Turi Widerøe (born 23 November 1937) is a Norwegian aviator who was the world's first female commercial air pilot for a major airline. The daughter of aviator Viggo Widerøe, (who founded, which today is Scandinavia's largest regional airline Widerøe), she was originally educated as a book designer. She later took a pilot's education, and, employed by Scandinavian Airlines System, became the first female pilot in a major airline in the western world. After ending her flight career she worked for numerous cultural institutions such as the Norwegian Broadcasting Corporation, Gyldendal, Oslo Nye Teater and Riksteatret.

Personal life
She was born in Oslo as a daughter of Viggo Widerøe (1904–2002) and Solveig Agnes Schrøder (1914–1989). Her father was a noted aviator who founded Widerøe's Flyveselskap A/S, a regional airline in Norway, in 1934. She was also a niece of noted engineer Rolf Widerøe.

Career
In 1958 she graduated as a book designer from the Norwegian National Academy of Arts and Crafts, following a four-year education. In the same year she was awarded for her design of Solveig Christov's book Valgets brodd.

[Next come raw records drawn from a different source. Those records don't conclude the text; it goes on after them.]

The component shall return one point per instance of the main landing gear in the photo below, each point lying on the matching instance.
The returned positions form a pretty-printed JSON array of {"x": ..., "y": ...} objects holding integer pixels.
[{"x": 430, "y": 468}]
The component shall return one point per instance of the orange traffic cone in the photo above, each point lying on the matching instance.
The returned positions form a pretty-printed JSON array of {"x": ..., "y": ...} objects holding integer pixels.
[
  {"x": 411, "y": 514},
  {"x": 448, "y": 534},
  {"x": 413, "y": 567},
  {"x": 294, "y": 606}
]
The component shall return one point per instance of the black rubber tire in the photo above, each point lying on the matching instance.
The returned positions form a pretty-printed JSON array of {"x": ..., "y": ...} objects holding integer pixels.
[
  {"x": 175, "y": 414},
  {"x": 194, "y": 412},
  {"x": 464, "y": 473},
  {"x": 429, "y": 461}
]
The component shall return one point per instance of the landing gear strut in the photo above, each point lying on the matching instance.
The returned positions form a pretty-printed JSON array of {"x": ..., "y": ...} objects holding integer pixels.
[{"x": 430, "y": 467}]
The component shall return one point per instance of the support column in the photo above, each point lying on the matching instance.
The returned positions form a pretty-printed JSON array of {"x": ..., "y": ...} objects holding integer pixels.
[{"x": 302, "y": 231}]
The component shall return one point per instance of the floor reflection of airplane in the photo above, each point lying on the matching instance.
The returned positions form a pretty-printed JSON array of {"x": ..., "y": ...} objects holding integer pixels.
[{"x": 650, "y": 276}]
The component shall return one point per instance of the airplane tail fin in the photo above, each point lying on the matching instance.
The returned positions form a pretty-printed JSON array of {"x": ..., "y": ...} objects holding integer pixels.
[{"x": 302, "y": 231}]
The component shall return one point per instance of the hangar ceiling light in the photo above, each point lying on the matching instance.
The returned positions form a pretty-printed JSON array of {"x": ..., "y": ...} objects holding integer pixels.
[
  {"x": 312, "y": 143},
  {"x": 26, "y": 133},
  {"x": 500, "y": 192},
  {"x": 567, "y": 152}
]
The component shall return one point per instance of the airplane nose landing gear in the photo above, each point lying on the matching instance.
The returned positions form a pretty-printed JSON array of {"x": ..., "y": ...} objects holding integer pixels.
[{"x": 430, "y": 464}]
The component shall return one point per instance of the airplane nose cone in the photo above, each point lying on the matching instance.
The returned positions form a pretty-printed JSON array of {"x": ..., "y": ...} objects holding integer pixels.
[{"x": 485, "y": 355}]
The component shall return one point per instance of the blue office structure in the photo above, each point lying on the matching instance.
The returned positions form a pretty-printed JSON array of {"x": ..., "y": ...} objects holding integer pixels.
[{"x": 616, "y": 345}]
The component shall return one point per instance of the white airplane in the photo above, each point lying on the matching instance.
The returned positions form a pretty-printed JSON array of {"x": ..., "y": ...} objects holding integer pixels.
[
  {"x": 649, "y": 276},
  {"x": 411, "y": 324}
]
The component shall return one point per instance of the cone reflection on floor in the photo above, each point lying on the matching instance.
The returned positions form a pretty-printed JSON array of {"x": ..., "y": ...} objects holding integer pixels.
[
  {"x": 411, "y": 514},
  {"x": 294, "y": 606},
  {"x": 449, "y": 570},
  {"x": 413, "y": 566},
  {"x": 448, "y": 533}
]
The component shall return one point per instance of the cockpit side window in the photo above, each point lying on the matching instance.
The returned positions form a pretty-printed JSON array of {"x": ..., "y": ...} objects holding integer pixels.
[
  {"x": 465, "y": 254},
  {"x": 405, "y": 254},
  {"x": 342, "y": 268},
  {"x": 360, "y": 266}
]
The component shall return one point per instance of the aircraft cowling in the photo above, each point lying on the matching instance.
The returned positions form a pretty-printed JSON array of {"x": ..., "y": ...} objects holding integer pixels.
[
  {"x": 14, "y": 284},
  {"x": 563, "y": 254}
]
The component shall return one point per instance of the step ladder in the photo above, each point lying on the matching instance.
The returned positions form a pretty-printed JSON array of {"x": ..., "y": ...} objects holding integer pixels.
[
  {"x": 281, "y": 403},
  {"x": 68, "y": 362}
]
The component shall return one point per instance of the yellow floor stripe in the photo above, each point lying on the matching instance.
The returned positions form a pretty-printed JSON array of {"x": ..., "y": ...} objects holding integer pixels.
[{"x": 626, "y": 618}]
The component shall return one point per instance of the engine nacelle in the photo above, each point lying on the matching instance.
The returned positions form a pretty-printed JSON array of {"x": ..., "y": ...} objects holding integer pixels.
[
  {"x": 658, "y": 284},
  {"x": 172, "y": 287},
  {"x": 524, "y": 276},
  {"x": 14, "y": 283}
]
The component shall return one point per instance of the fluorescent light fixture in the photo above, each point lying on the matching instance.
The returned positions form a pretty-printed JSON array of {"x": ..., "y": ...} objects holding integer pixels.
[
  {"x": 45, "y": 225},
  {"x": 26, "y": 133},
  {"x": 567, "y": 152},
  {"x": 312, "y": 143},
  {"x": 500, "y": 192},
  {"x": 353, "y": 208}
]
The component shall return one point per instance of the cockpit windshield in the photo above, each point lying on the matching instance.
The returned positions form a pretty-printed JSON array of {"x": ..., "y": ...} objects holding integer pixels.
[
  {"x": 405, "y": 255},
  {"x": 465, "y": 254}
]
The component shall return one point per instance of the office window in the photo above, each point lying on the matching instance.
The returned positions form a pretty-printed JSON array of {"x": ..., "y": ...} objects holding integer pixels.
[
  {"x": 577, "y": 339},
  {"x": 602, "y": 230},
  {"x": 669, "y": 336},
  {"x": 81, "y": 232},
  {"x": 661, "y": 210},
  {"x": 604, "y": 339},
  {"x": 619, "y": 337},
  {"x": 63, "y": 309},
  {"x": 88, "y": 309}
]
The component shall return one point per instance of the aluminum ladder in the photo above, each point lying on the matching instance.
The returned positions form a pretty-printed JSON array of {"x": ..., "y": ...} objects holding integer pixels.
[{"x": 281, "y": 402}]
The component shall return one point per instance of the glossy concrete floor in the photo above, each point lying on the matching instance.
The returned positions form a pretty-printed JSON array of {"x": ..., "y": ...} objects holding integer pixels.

She worked two years for the printing presses Grøndahl & Søn and Aksjetrykkeriet, and from 1960 to 1964 she was assistant editor for National Association of Norwegian Architects's magazine Byggekunst. 

She then took her private pilot's license in 1962. After working with ore research for the mining company A/S Sydvaranger in Inner Troms, she acquired her commercial license in 1965. She flew Noorduyn Norseman and de Havilland Otter seaplanes and later Twin Otter on scheduled routes and mercy flights for Widerøe's Flyveselskap north of the Arctic Circle. 

In 1968, she was employed by SAS (Scandinavian Airlines System). After graduating from the company's Flight Academy in 1969, she was certified as co-pilot on Convair 440 Metropolitan and became the first female pilot in a major airline in the western world. She also flew SAS' first jet aircraft, the Caravelle, and the DC-9 before she ended her flying career.

In 1974 she wrote a 40th anniversary history of Widerøe's Flyveselskap, published as two articles in the Norwegian Airline Pilots Association's magazine Cockpit Forum. She had taken the initiative to Cockpit Forum's predecessor magazine Interno. 

In 1979, following the end of her flying career, she was given a fellowship in the Norwegian Broadcasting Corporation. She worked as a journalist and presenter there from 1980 to 1986, and from 1986 to 1988 she was an editor in the publishing house Gyldendal Norsk Forlag.  She was information director in Norsk forbund for fjernundervisning for several years, and around 2000 she worked with public information for Oslo Nye Teater and Riksteatret. 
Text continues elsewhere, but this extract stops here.